Insurers’ Earnings Volatility Tied to Equities Accounting Change

June 11, 2018

Many insurers and reinsurers are facing some earnings volatility in 2018 due to a change in accounting requirements for equity securities, Fitch Ratings said in new market commentary.

According to Fitch, companies with significant equity investments are particularly affected in terms of reporting their net earnings.

Here’s what created the volatility: A new requirement beginning Jan. 1, 2018 that companies recognize changes in the fair value of equity investments through their income statement. Before, companies could reflect the changes directly onto the balance sheet through accumulated other comprehensive income. As Fitch noted, gains and losses on equity investments were previously only recognized through the income statement when they were realized through a sale or impairment.

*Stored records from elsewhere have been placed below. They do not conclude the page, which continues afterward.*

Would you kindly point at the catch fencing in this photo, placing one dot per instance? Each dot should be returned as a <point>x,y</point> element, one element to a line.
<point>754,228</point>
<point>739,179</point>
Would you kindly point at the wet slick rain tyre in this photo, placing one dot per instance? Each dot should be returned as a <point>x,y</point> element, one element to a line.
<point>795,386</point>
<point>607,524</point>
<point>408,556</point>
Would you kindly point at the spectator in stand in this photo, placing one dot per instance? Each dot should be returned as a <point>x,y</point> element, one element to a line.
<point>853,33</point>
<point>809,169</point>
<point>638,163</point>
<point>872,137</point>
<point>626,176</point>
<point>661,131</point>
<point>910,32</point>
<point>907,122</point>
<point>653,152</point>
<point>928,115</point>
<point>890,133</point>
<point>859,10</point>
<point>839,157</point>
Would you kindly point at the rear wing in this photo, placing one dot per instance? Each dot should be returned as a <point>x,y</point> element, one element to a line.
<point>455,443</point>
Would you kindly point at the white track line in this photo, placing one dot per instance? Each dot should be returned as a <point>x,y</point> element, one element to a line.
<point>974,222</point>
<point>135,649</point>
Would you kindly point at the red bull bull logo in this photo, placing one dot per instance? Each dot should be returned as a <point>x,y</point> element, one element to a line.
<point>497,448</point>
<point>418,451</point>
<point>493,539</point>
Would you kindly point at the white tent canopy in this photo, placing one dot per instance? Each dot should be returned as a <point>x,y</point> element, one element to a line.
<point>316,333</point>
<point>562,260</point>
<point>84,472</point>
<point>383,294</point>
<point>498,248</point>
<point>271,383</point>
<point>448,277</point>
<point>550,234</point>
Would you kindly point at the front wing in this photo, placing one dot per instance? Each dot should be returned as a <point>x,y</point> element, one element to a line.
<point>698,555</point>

The Financial Accounting Standards Board said the change was meant to improve financial reporting “by providing relevant information about an entity’s equity investments and reducing the number of items that are recognized in other comprehensive income,” Fitch explained.

Fitch conducted an analysis of Q1 2018 financial results from 38 property/casualty insurers and reinsurers in order to better understand the trend. What it found:

Reported pre-tax income of $6.3 billion in Q1 would have been $9 billion higher, save for the accounting change. The group also saw a 59 percent drop in reported pre-tax income between Q1 2018 and Q1 2017.

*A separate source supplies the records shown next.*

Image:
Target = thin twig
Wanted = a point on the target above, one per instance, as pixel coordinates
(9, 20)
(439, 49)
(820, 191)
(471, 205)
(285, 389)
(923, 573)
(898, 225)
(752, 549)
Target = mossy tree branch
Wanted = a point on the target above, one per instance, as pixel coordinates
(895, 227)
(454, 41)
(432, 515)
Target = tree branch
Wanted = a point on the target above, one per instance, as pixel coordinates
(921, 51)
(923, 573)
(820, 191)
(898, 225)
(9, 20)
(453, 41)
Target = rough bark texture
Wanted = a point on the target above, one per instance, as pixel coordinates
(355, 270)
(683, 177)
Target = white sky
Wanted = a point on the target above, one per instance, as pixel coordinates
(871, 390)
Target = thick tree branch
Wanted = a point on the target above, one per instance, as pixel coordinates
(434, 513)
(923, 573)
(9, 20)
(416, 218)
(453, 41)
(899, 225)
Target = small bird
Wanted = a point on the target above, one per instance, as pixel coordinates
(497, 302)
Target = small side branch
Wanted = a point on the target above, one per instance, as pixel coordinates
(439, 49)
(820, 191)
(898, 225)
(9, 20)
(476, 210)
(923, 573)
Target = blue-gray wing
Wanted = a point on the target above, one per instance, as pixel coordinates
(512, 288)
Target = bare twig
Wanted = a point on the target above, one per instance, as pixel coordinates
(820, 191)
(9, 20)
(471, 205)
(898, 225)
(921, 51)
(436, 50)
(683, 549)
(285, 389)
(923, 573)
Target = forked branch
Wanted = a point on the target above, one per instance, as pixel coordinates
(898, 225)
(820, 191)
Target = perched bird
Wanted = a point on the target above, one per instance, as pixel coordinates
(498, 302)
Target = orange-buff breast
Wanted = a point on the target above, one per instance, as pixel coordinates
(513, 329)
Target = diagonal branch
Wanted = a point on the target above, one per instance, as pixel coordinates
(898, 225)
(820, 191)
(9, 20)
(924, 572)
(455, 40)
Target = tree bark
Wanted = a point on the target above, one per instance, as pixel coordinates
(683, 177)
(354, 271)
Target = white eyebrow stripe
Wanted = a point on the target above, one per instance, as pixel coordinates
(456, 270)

Excluding the accounting change, pre-tax income jumped by 8 percent for the period compared to the 2017 first quarter.

The equity markets mostly declined in Q1 2018, and 32 of 38 companies reviewed said a dip in the fair value of equities caused a reduction in earnings.

Cincinnati Financial Group and Berkshire Hathaway had the largest changes in pre-tax income from their reported adjusted values, at negative 134 percent and negative 124 percent, respectively.

Fitch said that it would have been better for the requirement to focus on operating earnings rather than net earnings, because “equities are among the most volatile asset classes in insurers’ investment portfolios.”

“Fitch believes that operating earnings, rather than net earnings, will be an increasingly useful measure to observe relative company performance,” Fitch said. “Operating earnings remove the impact of realized and unrealized gains and losses that run through the income statement.”

Fitch said in its own calculations it will continue to focus on operating EBIT and exclude the change in fair value of equity securities as well as realized gains and losses.